When it’s full, you’ll be able to obtain and analyze the outcomes, which embody choice distributions, win charges, and confidence intervals.

Understanding how Amazon Nova LLM-as-a-Decide works

The Amazon Nova LLM-as-a-Decide makes use of an analysis technique referred to as binary general choice decide. The binary general choice decide is a technique the place a language mannequin compares two outputs facet by facet and picks the higher one or declares a tie. For every instance, it produces a transparent choice. If you mixture these judgments over many samples, you get metrics like win fee and confidence intervals. This method makes use of the mannequin’s personal reasoning to evaluate qualities like relevance and readability in an easy, constant manner.

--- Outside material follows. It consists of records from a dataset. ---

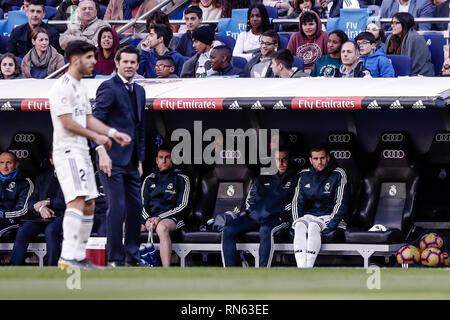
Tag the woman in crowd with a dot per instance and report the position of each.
(9, 67)
(406, 41)
(108, 42)
(327, 65)
(377, 30)
(310, 43)
(248, 42)
(42, 59)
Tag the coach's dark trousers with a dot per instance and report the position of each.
(123, 197)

  • This decide mannequin is supposed to offer low-latency common general preferences in conditions the place granular suggestions isn’t needed
  • The output of this mannequin is one among [[A>B]] or [[B>A]]
  • Use instances for this mannequin are primarily these the place automated, low-latency, common pairwise preferences are required, resembling automated scoring for checkpoint choice in coaching pipelines

Understanding Amazon Nova LLM-as-a-Decide analysis metrics

When utilizing the Amazon Nova LLM-as-a-Decide framework to check outputs from two language fashions, SageMaker AI produces a complete set of quantitative metrics. You need to use these metrics to evaluate which mannequin performs higher and the way dependable the analysis is. The outcomes fall into three predominant classes: core choice metrics, statistical confidence metrics, and customary error metrics.

The core choice metrics report how usually every mannequin’s outputs had been most popular by the decide mannequin. The a_scores metric counts the variety of examples the place Mannequin A was favored, and b_scores counts instances the place Mannequin B was chosen as higher. The ties metric captures situations by which the decide mannequin rated each responses equally or couldn’t determine a transparent choice. The inference_error metric counts instances the place the decide couldn’t generate a sound judgment as a result of malformed information or inside errors.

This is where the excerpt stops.